Seit es Blogs gibt, lese ich keine Zeitungen mehr. Ich möchte wissen aus welchem Kulturkreis Intensivtäter kommen. Ich möchte auch nicht dauernd hören wie toll Barrack Obama ist. Mich interessiert auch wie viel Lösegeld für dumme Touristen gezahlt wurde (von meinen Steuern) und ich möchte auch mal lesen, wenn die Gewalt von linken Kriminellen zunimmt. In deutschen Zeitungen wird man viel zu einseitig und nur halb informiert, in so fern finde ich es schade, wenn wieder ein Blog stirbt
@Werner Blank: Wenn es für diese Themen so viele Leser gibt, würde ich doch glatt eine Zeitung machen, in der das alles drinsteht. Die müsste ja laufen wie geschnitten Brot.
Na, das kommt jetzt aber reichlich spät. Vieles war interessant hier. Aber zu bestreiten, dass vieles (Jarchow!) ein reiner Hohn über Medien, Entlassungen bei Medien, Vorhersagen von Entlassungswellen war – das geht nicht. Und sowas, ehrlich gestanden, hats in anderen Branchen auch nie gegeben. Hat Microsoft die Schreibmaschinenherstellen verhöhnt? Dell die Papierindustrie? Das zeugte immer schon von Null-Selbstbewußtsein und war schade und hat Euch viele viele Leser gekostet. Das niemand das sieht: der erfolgreiche Medienblog wäre einer, der die eine Welt nicht gegen die andere ausspielt.
Das interessiert mich jetzt.. Halbwissen und Krawallsucht? Du meinst damit doch nicht etwas uns..? Noch dazu ohne Verlinkung.

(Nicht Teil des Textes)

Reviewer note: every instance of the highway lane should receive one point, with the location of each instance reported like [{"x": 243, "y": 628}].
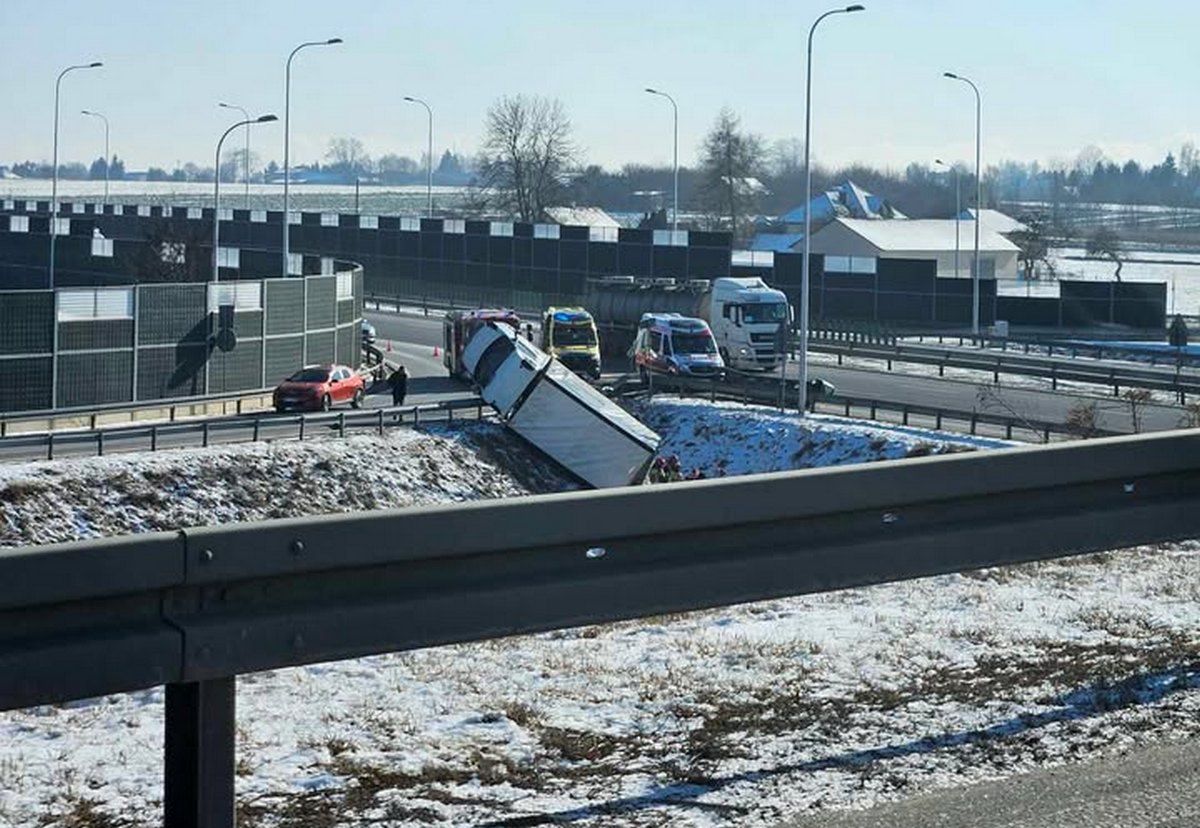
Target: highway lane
[
  {"x": 952, "y": 394},
  {"x": 1153, "y": 787}
]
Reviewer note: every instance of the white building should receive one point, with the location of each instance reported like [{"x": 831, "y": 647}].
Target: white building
[{"x": 847, "y": 243}]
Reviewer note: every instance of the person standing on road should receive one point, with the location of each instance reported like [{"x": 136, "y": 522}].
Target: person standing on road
[{"x": 399, "y": 382}]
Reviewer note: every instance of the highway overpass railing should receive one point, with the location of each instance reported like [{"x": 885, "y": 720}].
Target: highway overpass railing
[
  {"x": 768, "y": 390},
  {"x": 1177, "y": 382},
  {"x": 197, "y": 607},
  {"x": 234, "y": 429}
]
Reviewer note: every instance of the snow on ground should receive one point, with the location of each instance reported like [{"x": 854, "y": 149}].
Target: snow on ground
[{"x": 733, "y": 717}]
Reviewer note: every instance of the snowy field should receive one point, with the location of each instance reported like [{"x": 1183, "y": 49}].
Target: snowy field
[
  {"x": 735, "y": 717},
  {"x": 1180, "y": 271},
  {"x": 373, "y": 199}
]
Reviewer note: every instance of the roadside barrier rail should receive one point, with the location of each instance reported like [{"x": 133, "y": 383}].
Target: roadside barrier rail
[
  {"x": 197, "y": 607},
  {"x": 232, "y": 429}
]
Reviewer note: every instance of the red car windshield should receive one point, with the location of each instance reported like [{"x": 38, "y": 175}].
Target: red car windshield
[{"x": 310, "y": 376}]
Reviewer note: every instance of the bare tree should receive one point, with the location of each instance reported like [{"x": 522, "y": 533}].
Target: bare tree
[
  {"x": 787, "y": 157},
  {"x": 526, "y": 154},
  {"x": 730, "y": 161}
]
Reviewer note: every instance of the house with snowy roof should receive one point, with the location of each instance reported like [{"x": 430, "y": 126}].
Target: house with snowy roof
[
  {"x": 582, "y": 216},
  {"x": 853, "y": 245},
  {"x": 994, "y": 221},
  {"x": 846, "y": 201}
]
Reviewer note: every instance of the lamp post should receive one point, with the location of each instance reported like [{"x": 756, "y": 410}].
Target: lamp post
[
  {"x": 675, "y": 163},
  {"x": 246, "y": 166},
  {"x": 287, "y": 115},
  {"x": 958, "y": 210},
  {"x": 216, "y": 190},
  {"x": 429, "y": 156},
  {"x": 808, "y": 211},
  {"x": 975, "y": 291},
  {"x": 107, "y": 156},
  {"x": 54, "y": 172}
]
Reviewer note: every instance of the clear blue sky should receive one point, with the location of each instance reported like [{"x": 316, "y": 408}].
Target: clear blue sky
[{"x": 1055, "y": 76}]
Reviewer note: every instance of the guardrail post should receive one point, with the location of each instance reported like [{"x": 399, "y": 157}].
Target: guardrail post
[{"x": 198, "y": 768}]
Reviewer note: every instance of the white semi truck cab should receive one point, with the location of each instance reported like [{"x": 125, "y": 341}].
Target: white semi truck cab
[{"x": 745, "y": 316}]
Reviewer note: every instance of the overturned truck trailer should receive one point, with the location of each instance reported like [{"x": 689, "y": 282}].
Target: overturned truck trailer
[{"x": 559, "y": 414}]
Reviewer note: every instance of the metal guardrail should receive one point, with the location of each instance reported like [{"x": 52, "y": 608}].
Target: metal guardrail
[
  {"x": 996, "y": 363},
  {"x": 93, "y": 414},
  {"x": 1069, "y": 349},
  {"x": 173, "y": 406},
  {"x": 197, "y": 607},
  {"x": 767, "y": 390},
  {"x": 247, "y": 429}
]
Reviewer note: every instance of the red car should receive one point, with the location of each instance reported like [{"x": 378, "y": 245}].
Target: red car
[{"x": 318, "y": 388}]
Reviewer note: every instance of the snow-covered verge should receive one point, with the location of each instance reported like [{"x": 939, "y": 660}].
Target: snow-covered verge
[
  {"x": 95, "y": 497},
  {"x": 733, "y": 717}
]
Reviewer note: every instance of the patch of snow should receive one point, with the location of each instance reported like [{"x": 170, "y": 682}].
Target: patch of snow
[{"x": 742, "y": 715}]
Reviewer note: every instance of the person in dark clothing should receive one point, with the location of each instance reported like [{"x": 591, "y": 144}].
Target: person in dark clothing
[{"x": 399, "y": 382}]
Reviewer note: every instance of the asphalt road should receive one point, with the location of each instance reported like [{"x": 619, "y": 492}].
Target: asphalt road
[
  {"x": 952, "y": 394},
  {"x": 1156, "y": 787}
]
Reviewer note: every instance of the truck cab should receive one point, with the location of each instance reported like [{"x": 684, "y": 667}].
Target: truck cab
[
  {"x": 747, "y": 316},
  {"x": 676, "y": 345},
  {"x": 569, "y": 335},
  {"x": 457, "y": 329}
]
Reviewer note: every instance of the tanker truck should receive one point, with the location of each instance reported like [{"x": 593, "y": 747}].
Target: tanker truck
[{"x": 744, "y": 313}]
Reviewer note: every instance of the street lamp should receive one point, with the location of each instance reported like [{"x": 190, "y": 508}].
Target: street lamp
[
  {"x": 958, "y": 210},
  {"x": 107, "y": 156},
  {"x": 216, "y": 190},
  {"x": 246, "y": 166},
  {"x": 287, "y": 113},
  {"x": 54, "y": 172},
  {"x": 429, "y": 159},
  {"x": 975, "y": 291},
  {"x": 675, "y": 163},
  {"x": 808, "y": 211}
]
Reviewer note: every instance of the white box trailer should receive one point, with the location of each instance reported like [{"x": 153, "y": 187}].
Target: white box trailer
[{"x": 557, "y": 412}]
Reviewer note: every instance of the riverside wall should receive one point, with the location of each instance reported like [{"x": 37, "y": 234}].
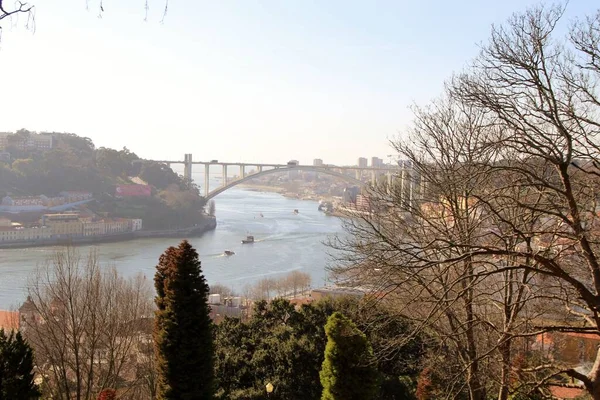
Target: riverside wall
[{"x": 208, "y": 224}]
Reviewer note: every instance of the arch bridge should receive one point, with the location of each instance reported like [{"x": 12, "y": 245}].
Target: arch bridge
[{"x": 267, "y": 169}]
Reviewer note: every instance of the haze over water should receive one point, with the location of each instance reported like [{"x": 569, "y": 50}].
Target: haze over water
[{"x": 285, "y": 242}]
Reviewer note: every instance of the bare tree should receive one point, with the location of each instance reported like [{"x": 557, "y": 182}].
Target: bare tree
[
  {"x": 492, "y": 238},
  {"x": 211, "y": 208},
  {"x": 26, "y": 9},
  {"x": 85, "y": 325},
  {"x": 543, "y": 94}
]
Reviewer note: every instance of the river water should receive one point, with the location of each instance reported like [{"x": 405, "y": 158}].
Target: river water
[{"x": 284, "y": 242}]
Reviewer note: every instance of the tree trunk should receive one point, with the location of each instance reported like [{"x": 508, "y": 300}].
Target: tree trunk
[{"x": 504, "y": 349}]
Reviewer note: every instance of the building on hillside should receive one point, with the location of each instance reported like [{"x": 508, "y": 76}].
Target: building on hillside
[
  {"x": 117, "y": 225},
  {"x": 135, "y": 224},
  {"x": 75, "y": 196},
  {"x": 38, "y": 141},
  {"x": 23, "y": 201},
  {"x": 335, "y": 292},
  {"x": 294, "y": 173},
  {"x": 21, "y": 234},
  {"x": 124, "y": 191},
  {"x": 94, "y": 228},
  {"x": 376, "y": 162}
]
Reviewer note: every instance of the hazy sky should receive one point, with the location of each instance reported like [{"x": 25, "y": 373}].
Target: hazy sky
[{"x": 240, "y": 80}]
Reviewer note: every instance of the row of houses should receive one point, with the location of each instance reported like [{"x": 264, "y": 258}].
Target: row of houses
[
  {"x": 38, "y": 203},
  {"x": 39, "y": 141},
  {"x": 64, "y": 226}
]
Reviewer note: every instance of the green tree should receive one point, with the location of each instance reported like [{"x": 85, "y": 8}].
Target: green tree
[
  {"x": 16, "y": 368},
  {"x": 348, "y": 372},
  {"x": 182, "y": 327}
]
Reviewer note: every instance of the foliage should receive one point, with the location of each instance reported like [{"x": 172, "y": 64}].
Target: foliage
[
  {"x": 75, "y": 164},
  {"x": 182, "y": 327},
  {"x": 16, "y": 368},
  {"x": 74, "y": 297},
  {"x": 348, "y": 372}
]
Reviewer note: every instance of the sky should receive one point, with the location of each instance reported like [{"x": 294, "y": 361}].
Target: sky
[{"x": 240, "y": 81}]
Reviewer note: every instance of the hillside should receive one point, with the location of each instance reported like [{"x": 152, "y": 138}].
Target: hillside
[{"x": 73, "y": 163}]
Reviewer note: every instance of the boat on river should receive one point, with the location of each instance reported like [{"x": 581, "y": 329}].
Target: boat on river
[{"x": 249, "y": 239}]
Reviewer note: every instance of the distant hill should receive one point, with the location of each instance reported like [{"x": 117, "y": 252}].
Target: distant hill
[{"x": 69, "y": 162}]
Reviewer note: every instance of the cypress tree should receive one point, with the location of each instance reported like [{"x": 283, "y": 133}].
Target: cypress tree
[
  {"x": 16, "y": 368},
  {"x": 182, "y": 327},
  {"x": 348, "y": 372}
]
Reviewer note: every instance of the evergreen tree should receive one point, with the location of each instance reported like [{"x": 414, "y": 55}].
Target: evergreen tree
[
  {"x": 16, "y": 368},
  {"x": 348, "y": 372},
  {"x": 182, "y": 327}
]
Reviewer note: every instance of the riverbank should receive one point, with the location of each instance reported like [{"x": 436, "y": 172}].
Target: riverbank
[{"x": 207, "y": 224}]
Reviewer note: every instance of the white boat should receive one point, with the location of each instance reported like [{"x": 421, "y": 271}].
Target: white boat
[{"x": 249, "y": 239}]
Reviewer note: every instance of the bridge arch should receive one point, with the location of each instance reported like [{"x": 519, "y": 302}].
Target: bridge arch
[{"x": 320, "y": 170}]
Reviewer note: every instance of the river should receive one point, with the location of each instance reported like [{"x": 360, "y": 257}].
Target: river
[{"x": 284, "y": 242}]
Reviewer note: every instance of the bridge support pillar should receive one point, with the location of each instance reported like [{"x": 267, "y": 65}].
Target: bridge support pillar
[
  {"x": 206, "y": 179},
  {"x": 187, "y": 168},
  {"x": 405, "y": 187}
]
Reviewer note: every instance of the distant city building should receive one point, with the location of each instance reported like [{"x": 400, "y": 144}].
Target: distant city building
[
  {"x": 123, "y": 191},
  {"x": 37, "y": 141},
  {"x": 376, "y": 162},
  {"x": 335, "y": 292}
]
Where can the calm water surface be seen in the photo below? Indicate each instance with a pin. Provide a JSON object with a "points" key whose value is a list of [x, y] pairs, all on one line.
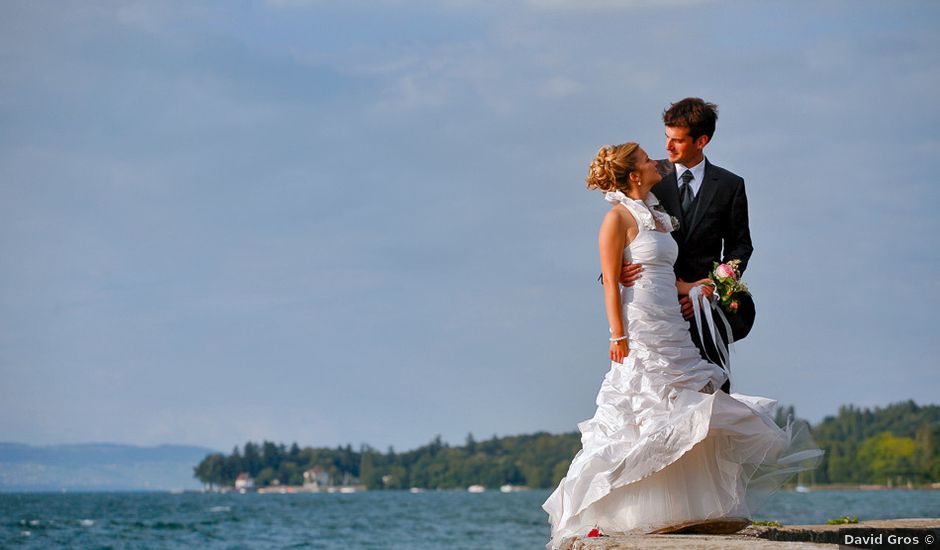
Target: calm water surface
{"points": [[434, 519]]}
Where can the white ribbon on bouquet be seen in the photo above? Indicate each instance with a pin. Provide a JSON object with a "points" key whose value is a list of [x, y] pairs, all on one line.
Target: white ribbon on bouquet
{"points": [[697, 296]]}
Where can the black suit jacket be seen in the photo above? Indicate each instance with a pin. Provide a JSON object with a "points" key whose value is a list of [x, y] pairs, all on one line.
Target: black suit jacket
{"points": [[718, 229]]}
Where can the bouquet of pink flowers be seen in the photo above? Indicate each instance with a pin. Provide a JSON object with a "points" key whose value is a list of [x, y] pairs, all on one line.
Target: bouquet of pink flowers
{"points": [[728, 287]]}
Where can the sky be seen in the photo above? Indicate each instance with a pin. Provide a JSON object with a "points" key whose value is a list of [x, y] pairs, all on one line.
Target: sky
{"points": [[366, 222]]}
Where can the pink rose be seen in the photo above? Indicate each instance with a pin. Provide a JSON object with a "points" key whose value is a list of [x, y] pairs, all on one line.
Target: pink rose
{"points": [[725, 271]]}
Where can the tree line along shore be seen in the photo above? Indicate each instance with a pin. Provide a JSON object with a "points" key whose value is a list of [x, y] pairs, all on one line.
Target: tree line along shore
{"points": [[898, 445]]}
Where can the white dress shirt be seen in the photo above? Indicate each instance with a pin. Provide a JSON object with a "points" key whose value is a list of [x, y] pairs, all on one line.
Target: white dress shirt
{"points": [[698, 175]]}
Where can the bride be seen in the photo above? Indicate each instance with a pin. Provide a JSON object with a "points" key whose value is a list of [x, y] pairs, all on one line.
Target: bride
{"points": [[663, 448]]}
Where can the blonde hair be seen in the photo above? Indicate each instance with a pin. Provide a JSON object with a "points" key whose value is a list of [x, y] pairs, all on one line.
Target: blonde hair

Übrigens: Ich mag Halbwissen. Journalisten sind Halbwissende per Definition.
@Dose
Mit Halbwissen kannst du nicht gemeint sein. Du hast einen Artikel kritisiert, den du nicht gelesen hast. Das ist Nullwissen.
@ David: Quatsch – das ist ‘Allwissen’.
;-)
Jetzt hast du mich gezwungen, deinen Gähn-Artikel doch noch zu lesen. Und für was? Nur um zu sehen, dass wir mit unserer Vorhersage doch genau ins Schwarze getroffen haben?
Ich fasse daher, speziell für dich David Bauer, Redaktor im Ressort mir-doch-egal der SOZ zusammen:
Nullwissen + richtige Vorhersage = Prophezeihung
Also entweder sind wir seit Jesus die ersten wahren Propheten, oder den Rest kannst du dir selber denken.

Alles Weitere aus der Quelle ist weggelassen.